Потому что она была Шекибой — даром, который всегда можно передать в другие руки так же легко, как и принять.

Глава 10

РАХИМА

Тетя Шаима рассказала нам, как изменилась жизнь бабушки Шекибы, а теперь к изменившимся условиям жизни предстояло приспособиться мне. Я должна была научиться общаться с мальчишками. Одно дело — гонять с ними в футбол, толкаясь и время от времени получая пинки по ногами, и совсем другое — непринужденно болтать, возвращаясь домой после школы. Абдулла и Ашраф вели себя свободно — они могли запросто хлопнуть меня по плечу или даже обнять рукой за шею, как принято у мальчиков в знак особой дружеской симпатии. Я улыбалась и шутила, всячески стараясь не показывать смущения, которое охватывало меня всякий раз при подобном проявлении чувств со стороны моих приятелей. Хотя первой реакцией было инстинктивное желание отпрянуть в сторону.

Если же я являлась домой раньше Муньера, мама-джан удивленно вскидывала брови.

— Почему так рано? — озабоченно спрашивала она.

— Потому что, — угрюмо отвечала я и отламывала здоровенный кусок от лежащего на столе хлеба.

— Рахим!

— Извини, мама-джан, я голоден.

Мама слегка покачивала головой, улыбалась и снова принималась чистить картошку.

— Послушай, Рахим-джан, — помолчав, говорила она, — ты должен быть на улице, бегать и играть с мальчиками. Потому что именно так мальчики и проводят время. Ты понимаешь меня, детка?

До сих пор мама-джан продолжала крайне щепетильно относиться ко всему, что касалось моего «превращения» из девочки в мальчика. Думаю, она опасалась, что иначе сама перестанет верить, будто ее дочь стала сыном.

— Да, мама-джан, но иногда мне не хочется играть с ними, потому что… потому что они все время толкаются.

— И ты толкайся.

Ее ответ удивил меня, но, судя по лицу, мама-джан говорила вполне серьезно.

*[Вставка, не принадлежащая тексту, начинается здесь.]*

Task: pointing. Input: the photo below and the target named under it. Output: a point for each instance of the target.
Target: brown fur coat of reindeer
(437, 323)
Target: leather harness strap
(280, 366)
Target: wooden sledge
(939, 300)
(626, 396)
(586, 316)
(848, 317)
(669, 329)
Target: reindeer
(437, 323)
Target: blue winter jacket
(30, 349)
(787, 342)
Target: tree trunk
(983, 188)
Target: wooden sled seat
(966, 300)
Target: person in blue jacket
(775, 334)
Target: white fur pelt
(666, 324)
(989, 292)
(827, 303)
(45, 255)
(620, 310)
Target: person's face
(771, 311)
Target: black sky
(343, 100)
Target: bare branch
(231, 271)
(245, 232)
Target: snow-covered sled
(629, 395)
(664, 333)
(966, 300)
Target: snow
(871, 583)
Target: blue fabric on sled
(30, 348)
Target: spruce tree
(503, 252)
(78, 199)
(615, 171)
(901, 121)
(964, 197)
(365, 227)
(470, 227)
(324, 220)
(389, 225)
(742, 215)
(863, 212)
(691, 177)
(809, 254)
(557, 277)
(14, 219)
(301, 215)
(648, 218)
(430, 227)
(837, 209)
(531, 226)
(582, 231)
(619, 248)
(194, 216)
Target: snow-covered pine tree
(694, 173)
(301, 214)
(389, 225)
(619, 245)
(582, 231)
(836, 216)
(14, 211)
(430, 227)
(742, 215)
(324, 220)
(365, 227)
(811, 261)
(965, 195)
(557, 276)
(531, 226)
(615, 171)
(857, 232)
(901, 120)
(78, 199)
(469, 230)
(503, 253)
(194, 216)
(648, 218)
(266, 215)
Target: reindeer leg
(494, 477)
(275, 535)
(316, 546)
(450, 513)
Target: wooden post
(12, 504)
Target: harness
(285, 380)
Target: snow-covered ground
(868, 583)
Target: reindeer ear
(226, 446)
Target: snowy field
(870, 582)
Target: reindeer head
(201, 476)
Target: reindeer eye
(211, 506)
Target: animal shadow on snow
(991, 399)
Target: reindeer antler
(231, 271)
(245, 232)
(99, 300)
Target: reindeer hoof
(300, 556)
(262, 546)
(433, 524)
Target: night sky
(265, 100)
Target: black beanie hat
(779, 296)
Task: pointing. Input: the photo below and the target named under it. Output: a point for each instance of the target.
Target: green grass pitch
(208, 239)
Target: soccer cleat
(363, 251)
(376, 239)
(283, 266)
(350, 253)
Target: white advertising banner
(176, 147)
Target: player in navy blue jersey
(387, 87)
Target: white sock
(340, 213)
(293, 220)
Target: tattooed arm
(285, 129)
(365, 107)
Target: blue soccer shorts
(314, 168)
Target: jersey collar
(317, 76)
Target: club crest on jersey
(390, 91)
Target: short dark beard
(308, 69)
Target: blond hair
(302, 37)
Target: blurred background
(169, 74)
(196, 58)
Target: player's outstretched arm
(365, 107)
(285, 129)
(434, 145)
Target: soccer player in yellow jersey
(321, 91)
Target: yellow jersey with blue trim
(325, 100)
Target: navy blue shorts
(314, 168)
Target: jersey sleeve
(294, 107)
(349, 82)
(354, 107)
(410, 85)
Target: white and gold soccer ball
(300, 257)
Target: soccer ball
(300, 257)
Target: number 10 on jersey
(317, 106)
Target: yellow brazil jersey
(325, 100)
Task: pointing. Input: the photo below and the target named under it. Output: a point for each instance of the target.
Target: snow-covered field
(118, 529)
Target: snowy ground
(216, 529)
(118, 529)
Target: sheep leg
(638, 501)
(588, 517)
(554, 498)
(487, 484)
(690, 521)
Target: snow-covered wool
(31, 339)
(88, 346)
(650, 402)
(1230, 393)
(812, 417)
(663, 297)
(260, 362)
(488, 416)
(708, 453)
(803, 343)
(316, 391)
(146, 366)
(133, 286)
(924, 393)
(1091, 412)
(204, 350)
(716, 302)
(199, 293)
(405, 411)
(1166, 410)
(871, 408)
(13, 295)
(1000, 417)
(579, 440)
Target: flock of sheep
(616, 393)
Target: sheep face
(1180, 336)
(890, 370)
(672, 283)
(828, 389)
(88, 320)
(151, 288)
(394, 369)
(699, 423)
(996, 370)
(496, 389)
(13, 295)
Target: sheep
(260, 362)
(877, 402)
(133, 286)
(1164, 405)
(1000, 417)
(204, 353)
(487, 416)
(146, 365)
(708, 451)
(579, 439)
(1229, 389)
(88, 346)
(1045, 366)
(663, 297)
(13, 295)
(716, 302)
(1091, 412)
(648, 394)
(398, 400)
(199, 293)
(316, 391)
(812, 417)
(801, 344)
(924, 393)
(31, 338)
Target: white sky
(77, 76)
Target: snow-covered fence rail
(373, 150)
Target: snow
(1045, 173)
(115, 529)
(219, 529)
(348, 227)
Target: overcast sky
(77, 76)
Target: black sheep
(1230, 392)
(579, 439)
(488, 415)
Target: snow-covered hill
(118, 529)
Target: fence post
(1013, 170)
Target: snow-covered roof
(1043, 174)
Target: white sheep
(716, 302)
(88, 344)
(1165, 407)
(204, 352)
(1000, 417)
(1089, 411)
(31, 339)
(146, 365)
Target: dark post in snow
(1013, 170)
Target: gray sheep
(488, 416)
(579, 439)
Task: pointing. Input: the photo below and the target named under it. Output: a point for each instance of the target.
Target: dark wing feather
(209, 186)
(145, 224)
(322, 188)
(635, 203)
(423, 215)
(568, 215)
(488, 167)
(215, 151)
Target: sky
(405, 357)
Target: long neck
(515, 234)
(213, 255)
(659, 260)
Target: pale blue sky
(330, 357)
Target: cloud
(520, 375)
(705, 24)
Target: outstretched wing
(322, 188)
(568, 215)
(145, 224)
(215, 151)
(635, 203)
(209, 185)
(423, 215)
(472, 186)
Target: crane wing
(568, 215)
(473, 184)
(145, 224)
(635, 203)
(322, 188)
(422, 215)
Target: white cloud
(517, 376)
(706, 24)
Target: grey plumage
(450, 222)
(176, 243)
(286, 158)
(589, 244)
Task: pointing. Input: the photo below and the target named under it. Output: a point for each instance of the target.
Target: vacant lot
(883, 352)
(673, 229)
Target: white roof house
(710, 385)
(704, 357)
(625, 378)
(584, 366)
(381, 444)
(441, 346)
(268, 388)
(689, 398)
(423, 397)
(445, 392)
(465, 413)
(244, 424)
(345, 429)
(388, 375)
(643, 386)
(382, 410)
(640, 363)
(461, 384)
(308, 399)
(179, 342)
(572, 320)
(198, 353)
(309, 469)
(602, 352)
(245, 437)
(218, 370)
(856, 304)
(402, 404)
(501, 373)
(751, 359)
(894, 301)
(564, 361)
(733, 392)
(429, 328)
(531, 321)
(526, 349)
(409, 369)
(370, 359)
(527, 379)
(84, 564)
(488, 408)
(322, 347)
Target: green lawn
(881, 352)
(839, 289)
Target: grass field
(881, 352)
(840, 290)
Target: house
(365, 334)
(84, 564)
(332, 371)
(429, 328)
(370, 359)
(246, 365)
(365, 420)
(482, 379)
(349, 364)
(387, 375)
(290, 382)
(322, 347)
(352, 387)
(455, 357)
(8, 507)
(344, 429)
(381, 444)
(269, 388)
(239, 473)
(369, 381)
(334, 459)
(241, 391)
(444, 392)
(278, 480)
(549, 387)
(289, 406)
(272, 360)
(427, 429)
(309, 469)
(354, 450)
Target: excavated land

Обычно нам внушали, что мальчики и девочки не должны прикасаться друг к другу, но сейчас моя собственная мать советовала нечто прямо противоположное.

Папа-джан провел дома целых три дня, и все мы были на взводе. Его раздражали резкие звуки и даже запахи. Раздражение выливалось в поток нескончаемой брани, за которым, если у отца хватало сил подняться с лежанки, могла последовать и оплеуха — любому, кто имел несчастье подвернуться под руку. Большую часть дня он сидел в гостиной и курил свои сигареты. Густой сладковатый дым полз по комнатам, от него начинала болеть и кружиться голова. Мама-джан старалась с утра пораньше выпроводить нас во двор, где мы оставались до самого вечера. Иногда кто-нибудь из наших дядей приходил к отцу, они вместе сидели в гостиной, курили, говорили о войне, о Талибане, но никто из них не курил так много, как папа-джан.